Charter’s $2 billion promise to Time Warner Cable isn’t worth much

By
Dan Primack
Dan Primack
By
Dan Primack
Dan Primack
May 26, 2015, 12:51 PM ET
Charter Communications
This April 1, 2015 photo shows a Charter Communications van in St. Louis. Charter Communications is close to buying Time Warner Cable for about $55 billion, two people familiar with the negotiations said Monday, May 25, 2015. (AP Photo/Jeff Roberson)Photograph by Jeff Roberson — AP

Charter Communications (CHTR) insists that this time will be different. It says that its $78 billion bid to acquire Time Warner Cable (TWC) won’t run into the same regulatory roadblocks that last month caused Comcast (CMCSA) to kill its own deal for Time Warner Cable (despite 14 months of work and friends in high places). And Charter is putting its money where its mouth is, by agreeing to include a $2 billion termination fee that would kick in were Charter to walk away from the deal.

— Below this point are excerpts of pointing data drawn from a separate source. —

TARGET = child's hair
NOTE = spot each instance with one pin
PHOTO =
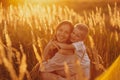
(65, 22)
(84, 28)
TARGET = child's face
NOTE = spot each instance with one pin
(76, 35)
(63, 33)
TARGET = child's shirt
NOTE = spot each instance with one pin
(80, 50)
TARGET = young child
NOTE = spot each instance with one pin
(77, 37)
(66, 54)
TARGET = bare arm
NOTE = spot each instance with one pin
(49, 50)
(66, 52)
(64, 45)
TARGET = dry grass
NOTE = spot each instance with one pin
(25, 31)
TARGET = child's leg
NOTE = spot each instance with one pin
(34, 74)
(51, 76)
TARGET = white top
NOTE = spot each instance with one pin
(80, 50)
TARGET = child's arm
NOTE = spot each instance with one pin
(64, 45)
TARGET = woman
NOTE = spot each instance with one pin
(62, 35)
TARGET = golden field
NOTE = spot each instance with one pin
(26, 29)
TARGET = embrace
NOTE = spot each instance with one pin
(66, 48)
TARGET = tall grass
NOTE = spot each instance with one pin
(25, 30)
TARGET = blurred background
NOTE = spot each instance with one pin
(26, 26)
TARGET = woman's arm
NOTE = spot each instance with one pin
(49, 50)
(64, 45)
(66, 52)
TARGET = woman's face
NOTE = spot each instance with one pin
(63, 33)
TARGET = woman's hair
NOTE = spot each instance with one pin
(66, 22)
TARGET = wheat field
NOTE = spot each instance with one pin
(26, 29)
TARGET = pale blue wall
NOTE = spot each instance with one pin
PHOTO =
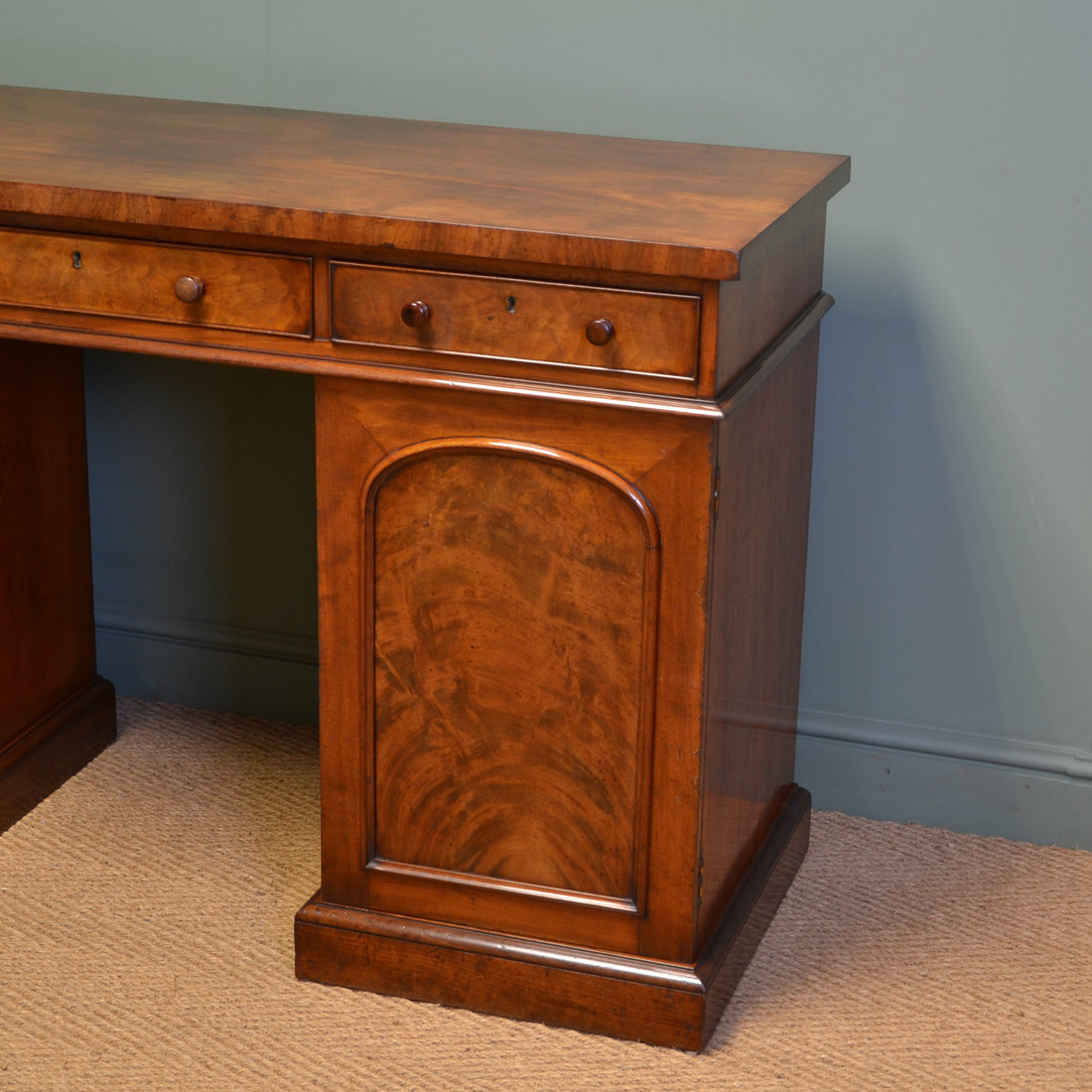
(948, 644)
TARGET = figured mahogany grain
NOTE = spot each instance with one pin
(564, 424)
(142, 280)
(613, 204)
(589, 645)
(510, 618)
(519, 319)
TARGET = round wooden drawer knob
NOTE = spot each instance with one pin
(415, 314)
(189, 290)
(600, 331)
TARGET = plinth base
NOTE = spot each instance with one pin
(630, 997)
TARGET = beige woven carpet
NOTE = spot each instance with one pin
(145, 942)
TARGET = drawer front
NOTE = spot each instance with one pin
(521, 320)
(142, 280)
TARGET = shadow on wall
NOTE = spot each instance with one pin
(949, 604)
(893, 625)
(204, 527)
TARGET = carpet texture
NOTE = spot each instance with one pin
(145, 942)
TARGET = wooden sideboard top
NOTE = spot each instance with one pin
(561, 199)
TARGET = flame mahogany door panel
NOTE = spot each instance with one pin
(509, 596)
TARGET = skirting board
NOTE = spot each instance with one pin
(881, 779)
(56, 749)
(205, 665)
(982, 784)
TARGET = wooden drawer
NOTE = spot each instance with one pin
(138, 280)
(521, 320)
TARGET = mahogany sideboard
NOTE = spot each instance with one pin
(565, 391)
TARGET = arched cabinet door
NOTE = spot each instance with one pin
(510, 614)
(512, 597)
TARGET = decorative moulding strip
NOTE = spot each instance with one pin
(947, 743)
(129, 621)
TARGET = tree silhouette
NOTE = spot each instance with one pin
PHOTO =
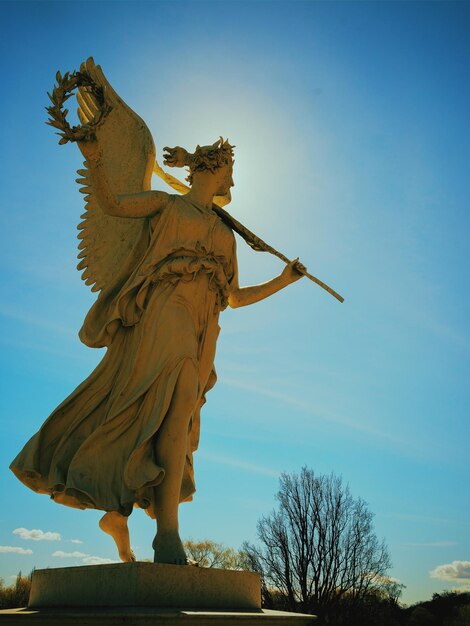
(318, 547)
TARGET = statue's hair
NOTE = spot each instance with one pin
(210, 158)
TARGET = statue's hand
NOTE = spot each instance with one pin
(293, 271)
(90, 149)
(175, 157)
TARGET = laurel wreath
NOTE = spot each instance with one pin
(61, 92)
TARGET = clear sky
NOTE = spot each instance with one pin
(351, 127)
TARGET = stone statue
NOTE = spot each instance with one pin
(165, 266)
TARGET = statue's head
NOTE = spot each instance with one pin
(211, 165)
(211, 158)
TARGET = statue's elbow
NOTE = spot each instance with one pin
(234, 301)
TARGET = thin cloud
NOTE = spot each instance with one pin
(87, 559)
(250, 467)
(69, 555)
(36, 320)
(457, 570)
(431, 544)
(37, 535)
(15, 550)
(307, 408)
(97, 560)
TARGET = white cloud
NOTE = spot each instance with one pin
(250, 467)
(432, 544)
(15, 550)
(97, 560)
(69, 555)
(37, 535)
(87, 559)
(457, 570)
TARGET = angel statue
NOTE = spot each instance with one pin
(165, 266)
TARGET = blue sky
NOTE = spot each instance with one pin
(350, 121)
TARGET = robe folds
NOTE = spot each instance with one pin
(97, 449)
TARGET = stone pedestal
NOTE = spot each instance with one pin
(145, 584)
(138, 594)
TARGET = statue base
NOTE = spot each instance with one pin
(136, 616)
(145, 584)
(147, 594)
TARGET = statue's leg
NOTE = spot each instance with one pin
(170, 453)
(115, 524)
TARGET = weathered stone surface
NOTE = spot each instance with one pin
(145, 584)
(131, 616)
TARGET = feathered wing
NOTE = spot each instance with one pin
(108, 243)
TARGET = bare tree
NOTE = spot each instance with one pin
(318, 546)
(209, 553)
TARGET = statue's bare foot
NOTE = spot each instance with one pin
(168, 548)
(115, 524)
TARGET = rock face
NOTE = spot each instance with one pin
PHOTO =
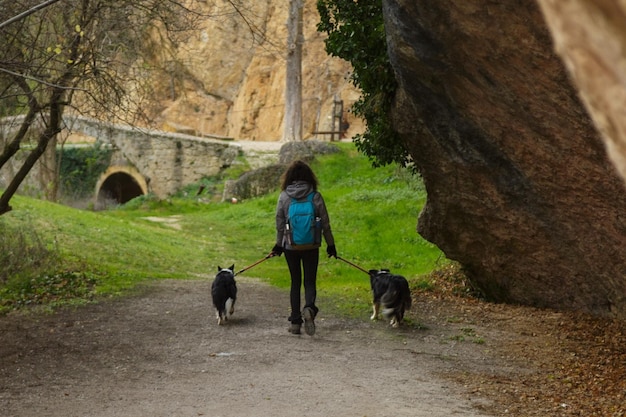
(230, 81)
(520, 189)
(590, 37)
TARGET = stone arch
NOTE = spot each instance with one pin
(118, 185)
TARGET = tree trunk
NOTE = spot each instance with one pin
(52, 129)
(293, 92)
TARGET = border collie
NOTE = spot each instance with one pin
(224, 293)
(392, 293)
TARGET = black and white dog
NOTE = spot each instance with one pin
(224, 293)
(392, 293)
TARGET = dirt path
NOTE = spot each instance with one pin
(161, 353)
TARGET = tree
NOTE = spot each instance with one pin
(293, 91)
(356, 33)
(78, 54)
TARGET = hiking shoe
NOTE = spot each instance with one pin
(309, 324)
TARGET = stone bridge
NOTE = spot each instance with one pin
(151, 161)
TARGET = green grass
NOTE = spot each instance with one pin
(373, 215)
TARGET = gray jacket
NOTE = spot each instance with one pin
(300, 190)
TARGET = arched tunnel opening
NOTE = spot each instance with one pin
(120, 188)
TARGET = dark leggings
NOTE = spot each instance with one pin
(297, 261)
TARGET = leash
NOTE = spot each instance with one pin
(351, 264)
(254, 264)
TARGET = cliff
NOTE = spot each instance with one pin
(520, 189)
(229, 78)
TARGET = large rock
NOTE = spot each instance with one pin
(520, 190)
(590, 37)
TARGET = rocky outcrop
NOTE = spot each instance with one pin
(229, 78)
(520, 189)
(590, 37)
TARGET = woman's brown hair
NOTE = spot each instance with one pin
(298, 171)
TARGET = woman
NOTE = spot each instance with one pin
(297, 183)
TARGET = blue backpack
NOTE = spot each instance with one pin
(303, 226)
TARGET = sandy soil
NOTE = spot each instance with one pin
(161, 353)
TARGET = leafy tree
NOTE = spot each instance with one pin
(356, 33)
(78, 54)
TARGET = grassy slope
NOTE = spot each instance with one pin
(373, 215)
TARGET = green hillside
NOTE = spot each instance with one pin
(70, 255)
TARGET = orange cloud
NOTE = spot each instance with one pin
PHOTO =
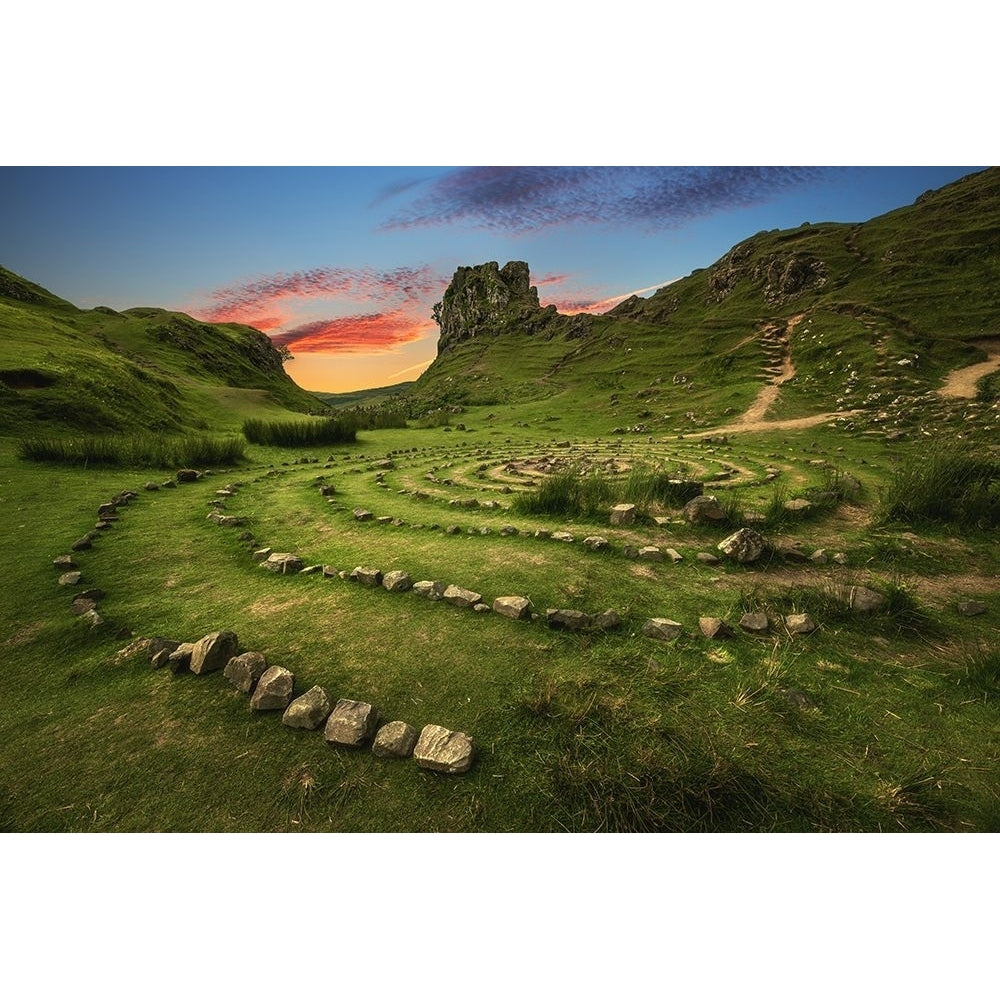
(364, 334)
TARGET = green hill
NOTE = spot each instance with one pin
(102, 370)
(859, 315)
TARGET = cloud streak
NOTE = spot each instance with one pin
(523, 200)
(368, 333)
(249, 301)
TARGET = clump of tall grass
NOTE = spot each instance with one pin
(945, 485)
(302, 433)
(589, 495)
(136, 451)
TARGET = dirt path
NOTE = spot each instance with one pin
(961, 384)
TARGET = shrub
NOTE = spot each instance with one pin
(942, 484)
(301, 433)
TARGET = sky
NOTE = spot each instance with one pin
(342, 265)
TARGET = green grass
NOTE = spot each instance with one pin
(301, 433)
(137, 451)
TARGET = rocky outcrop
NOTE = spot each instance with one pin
(487, 300)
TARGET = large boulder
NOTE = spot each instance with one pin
(743, 546)
(213, 652)
(308, 711)
(351, 723)
(440, 749)
(518, 608)
(274, 690)
(703, 510)
(395, 739)
(245, 670)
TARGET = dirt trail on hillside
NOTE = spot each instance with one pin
(961, 384)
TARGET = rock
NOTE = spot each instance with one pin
(567, 620)
(351, 723)
(714, 628)
(860, 599)
(282, 562)
(367, 576)
(606, 620)
(799, 624)
(245, 670)
(623, 513)
(213, 652)
(518, 608)
(396, 581)
(743, 546)
(433, 590)
(308, 711)
(703, 510)
(755, 622)
(395, 739)
(440, 749)
(970, 608)
(273, 691)
(179, 659)
(460, 597)
(661, 628)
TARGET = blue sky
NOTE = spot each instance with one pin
(343, 264)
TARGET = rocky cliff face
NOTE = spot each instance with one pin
(488, 300)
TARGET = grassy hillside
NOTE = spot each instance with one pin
(897, 301)
(101, 370)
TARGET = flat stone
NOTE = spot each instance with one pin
(273, 691)
(623, 513)
(308, 711)
(460, 597)
(755, 622)
(518, 608)
(179, 659)
(800, 624)
(714, 628)
(433, 590)
(282, 562)
(213, 652)
(351, 723)
(661, 628)
(245, 670)
(743, 546)
(440, 749)
(567, 620)
(397, 581)
(395, 739)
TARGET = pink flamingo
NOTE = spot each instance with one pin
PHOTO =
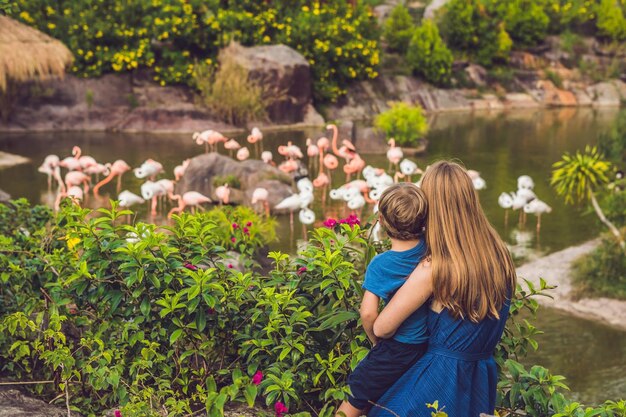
(261, 195)
(75, 178)
(243, 154)
(267, 157)
(256, 138)
(394, 154)
(118, 168)
(232, 145)
(179, 170)
(190, 198)
(223, 193)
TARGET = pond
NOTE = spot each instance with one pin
(501, 146)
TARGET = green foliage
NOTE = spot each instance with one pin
(403, 122)
(398, 29)
(576, 176)
(472, 27)
(611, 21)
(230, 94)
(169, 37)
(428, 55)
(601, 273)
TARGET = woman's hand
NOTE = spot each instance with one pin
(413, 293)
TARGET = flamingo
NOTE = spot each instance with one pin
(179, 170)
(256, 138)
(223, 193)
(128, 199)
(267, 157)
(190, 198)
(118, 168)
(73, 178)
(312, 151)
(261, 194)
(149, 169)
(232, 145)
(537, 207)
(243, 154)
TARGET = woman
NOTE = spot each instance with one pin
(471, 278)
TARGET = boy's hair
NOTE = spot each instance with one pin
(403, 211)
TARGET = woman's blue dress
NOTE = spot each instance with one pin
(458, 370)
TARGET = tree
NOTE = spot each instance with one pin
(578, 176)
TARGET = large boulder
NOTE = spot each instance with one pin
(202, 171)
(281, 69)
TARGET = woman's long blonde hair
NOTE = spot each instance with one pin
(472, 270)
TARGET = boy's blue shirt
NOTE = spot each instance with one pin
(385, 274)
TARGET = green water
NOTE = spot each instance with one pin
(500, 146)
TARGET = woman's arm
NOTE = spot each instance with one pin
(413, 293)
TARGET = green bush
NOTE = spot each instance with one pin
(403, 122)
(155, 321)
(169, 37)
(470, 26)
(429, 56)
(398, 29)
(611, 21)
(601, 273)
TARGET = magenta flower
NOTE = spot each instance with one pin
(190, 266)
(330, 222)
(257, 378)
(280, 409)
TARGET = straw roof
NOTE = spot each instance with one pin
(27, 54)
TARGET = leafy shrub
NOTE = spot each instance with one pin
(601, 273)
(469, 26)
(403, 122)
(428, 55)
(398, 29)
(230, 94)
(169, 36)
(611, 21)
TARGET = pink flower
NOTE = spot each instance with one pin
(280, 409)
(257, 378)
(330, 222)
(190, 266)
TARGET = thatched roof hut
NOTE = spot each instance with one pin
(27, 54)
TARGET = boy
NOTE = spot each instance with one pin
(402, 213)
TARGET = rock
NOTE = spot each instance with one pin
(604, 95)
(281, 69)
(251, 174)
(520, 101)
(15, 404)
(432, 8)
(476, 74)
(4, 197)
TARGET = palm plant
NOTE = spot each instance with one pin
(578, 176)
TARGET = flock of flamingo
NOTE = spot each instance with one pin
(364, 184)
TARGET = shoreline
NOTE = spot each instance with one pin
(555, 269)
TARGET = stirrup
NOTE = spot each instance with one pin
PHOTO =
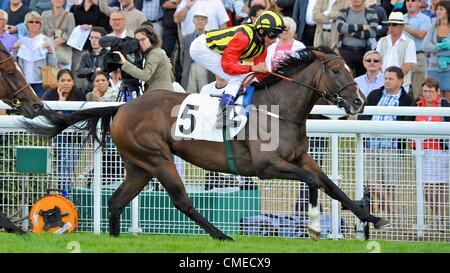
(224, 120)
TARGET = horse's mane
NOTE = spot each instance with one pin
(295, 62)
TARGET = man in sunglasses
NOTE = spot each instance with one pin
(232, 53)
(373, 79)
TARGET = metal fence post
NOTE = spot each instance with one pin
(97, 184)
(420, 225)
(359, 176)
(135, 216)
(335, 219)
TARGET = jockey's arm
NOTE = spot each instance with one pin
(233, 52)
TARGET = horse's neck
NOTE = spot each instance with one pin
(295, 101)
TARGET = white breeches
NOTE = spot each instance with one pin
(211, 60)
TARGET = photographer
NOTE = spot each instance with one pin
(130, 87)
(157, 71)
(92, 60)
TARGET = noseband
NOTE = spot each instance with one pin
(332, 96)
(15, 102)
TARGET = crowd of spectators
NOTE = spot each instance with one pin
(397, 49)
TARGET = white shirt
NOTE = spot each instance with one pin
(391, 58)
(309, 16)
(217, 15)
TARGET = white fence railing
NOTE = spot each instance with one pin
(417, 209)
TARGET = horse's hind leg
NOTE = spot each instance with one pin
(168, 176)
(314, 213)
(135, 180)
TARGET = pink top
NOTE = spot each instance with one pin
(280, 54)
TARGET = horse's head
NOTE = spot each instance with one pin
(14, 89)
(337, 84)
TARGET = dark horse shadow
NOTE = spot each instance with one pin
(18, 94)
(143, 132)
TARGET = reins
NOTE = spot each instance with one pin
(333, 97)
(15, 102)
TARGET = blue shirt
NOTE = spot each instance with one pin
(366, 86)
(8, 40)
(386, 100)
(417, 22)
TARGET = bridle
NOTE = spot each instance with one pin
(332, 96)
(12, 98)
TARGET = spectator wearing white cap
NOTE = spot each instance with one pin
(194, 76)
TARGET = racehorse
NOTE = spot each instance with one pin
(17, 93)
(142, 133)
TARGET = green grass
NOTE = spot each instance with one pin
(126, 243)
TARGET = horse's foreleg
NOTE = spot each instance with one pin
(135, 180)
(168, 176)
(314, 214)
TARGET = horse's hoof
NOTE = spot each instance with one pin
(313, 234)
(382, 224)
(20, 232)
(224, 238)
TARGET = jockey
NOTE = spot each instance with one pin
(232, 53)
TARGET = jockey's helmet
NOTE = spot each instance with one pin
(271, 22)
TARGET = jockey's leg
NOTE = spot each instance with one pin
(226, 115)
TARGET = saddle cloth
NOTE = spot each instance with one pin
(197, 117)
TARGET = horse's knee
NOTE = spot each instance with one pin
(182, 204)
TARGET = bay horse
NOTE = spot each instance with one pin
(18, 94)
(142, 131)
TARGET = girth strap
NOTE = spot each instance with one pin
(231, 161)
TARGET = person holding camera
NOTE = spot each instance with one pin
(92, 60)
(157, 70)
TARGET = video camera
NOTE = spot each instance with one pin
(129, 47)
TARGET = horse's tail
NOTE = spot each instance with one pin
(56, 122)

To be sure, there are all sorts of valid reasons to believe that the FCC and U.S. Department of Justice will sign off on Charter/TWC. For example, the combined company would be much smaller than was the proposed Comcast tie-up, and Charter doesn’t own any original content verticals.

But it’s worth cautioning that the $2 billion termination fee shouldn’t really play into anyone’s regulatory forecasts.

On the one hand, it is entirely possible that Charter agreed to the term because it sincerely believes that it will be allowed to buy Time Warner Cable. But that doesn’t mean it’s right. For example, AT&T (T) attached a record $3 billion termination fee to its proposed 2011 merger with T-Mobile USA (plus around another $1 billion in spectrum rights), but that deal ultimately failed due to regulatory objects.

Most likely, the termination fee is in Charter’s bid because Time Warner Cable insisted it be there. Consider this a ‘once bitten, twice shy’ scenario. Remember, Comcast didn’t include a termination fee in its earlier bid, meaning that Time Warner Cable was left empty-handed when that 14-month process ended. If Charter hadn’t agreed to include the fee, then Time Warner Cable might have sidled up closer to France’s Altice or remained independent.

In short, termination fees provide some downside protection to merger targets. But they don’t necessarily mean that acquiring companies will reach the finish line.